View from our hotel room balcony.
Returning
to Atlanta’s Hartsfield-Jackson Airport from a brief holiday, the sign
directing us to “Domestic Baggage Claim” prompted me thinking about how
difficult it is to claim our “domestic baggage.”
Traveling
with Wade kept us mindful of the “domestic baggage” we carry even when on a
somewhat “carefree” vacation, away from home responsibilities and routines. We
know each other so well: I know not to rush Wade off the plane, as is my wont;
he knows my propensity for chatter with him and almost everyone we encounter.
(He’s pretty good at that, too, when the fancy strikes him.)
He
was attending a business conference in Las Vegas, and I tagged along, cashing
in mileage to fly free. While he was attending his meetings and obligatory
socials, I hung out with my brother and a friend, who came up from Los Angeles
to visit while showing me around yet another city that never sleeps.
I
had been to Vegas “accidentally” three times before: driving home to L.A. with
fellow seminarians who wanted to stop there for a couple of hours to gamble; on
a flight from Hawai’i diverted from a fogged-in LAX to LAS overnight; and
finally, there with a group of United Methodists and Presbyterians to protest
the nearby nuclear test site—all more than thirty years ago when the city was
much less “fa-bu-lous” than it is today.
But
this was my first intentional visit to the city, though the draw was traveling
with Wade for the first time in years, seeing family, and—I must admit—enjoying
the hotel amenities. We also dined at two fine restaurants, and took in one
show, Cirque de Soleil’s “Love” featuring Beatles music. We never gambled, not
out of principle, just that the slot machines looked too complicated, and we
have no particular expertise at card games.
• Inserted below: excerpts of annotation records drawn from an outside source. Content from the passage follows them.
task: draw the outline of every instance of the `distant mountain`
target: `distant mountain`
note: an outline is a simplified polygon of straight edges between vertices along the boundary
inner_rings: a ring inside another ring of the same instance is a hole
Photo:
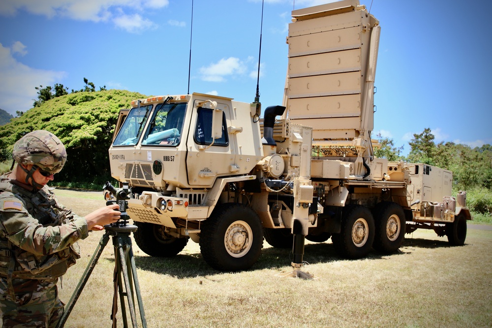
[[[14,117],[0,108],[0,125],[4,125],[10,121],[10,119]]]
A woman whose language I couldn't even identify
kindly offered to take this photo of Wade and me.
The
weather app on my phone said I was in Paradise, but the 110-113 degrees it
registered told me I was in quite the other place.
My
impression was that Las Vegas is the internet incarnated, with all its
distractions, diversions, flashing lights, waving banners, demands for
attention, bawdy enticements, noisy promotions. We could watch water fountain shows
from our balcony, eat at a Mexican restaurant along the Grand Canal (!) as
singing gondoliers guided their gondolas past, witness tourists jump off a 108-story
casino or slide in a tube through a shark-infested pool.
I
enjoyed nursing a glass of chardonnay in the lobby bar as literally hundreds of
passing souls satisfied my appetite for people-watching.
But
getting back to my topic of claiming our domestic baggage. Both my brother and
sister and I are of an age where we can smile at our separate baggage, our different
peccadillos, even sometimes laugh and tease one another about them. Birth
order, diverse vocational paths, unique personality traits, disappointments,
and achievements, even who we might have voted for in the last election. We may
still roll our eyes or take exceptions, but we know we are not going to change
the other, nor are we going to change the love we have for one another.
We
have been one another’s most penetrating critics and strongest defenders, we
have suffered and celebrated at each other’s hands, but we are family. The one
thing we can agree on is our love for our parents and their love for us, though
we recognize their own limitations and vulnerabilities even as they did ours.
(The poet W.H. Auden once wrote of the value of viewing God as parent [“father”
in his words], because it suggests our bond with God is indissoluble.)
Awaiting our departure at the Vegas airport, Wade and I started chatting with the restaurant server. As it
turned out, she had purposely chosen her son’s name as my mother had,
Christopher. And his middle name is also
Roy, as mine is. I told her of another coincidence I had experienced with a
Delta rep on my birthday years ago (see my post about it). Her name was Chris,
and we shared the same birthdate.
I
have a feeling that if we chatted more with one another, strangers would find
more and more such coincidences, more things we have in common, as well as more
differences to appreciate. In a world and a time when there are those who would
divide us, it’s time we claimed our domestic baggage, sharing our personal
“stuff."
A
Native American woman once began a workshop I attended, saying of indigenous
peoples, “When we meet one another for the first time, we try to find out how
we are related.” This is a good model for us all, I think.
Jesus
might have said, “Who are my mother and brothers and sisters? Those who know
their mother and father God’s love for all God’s children.”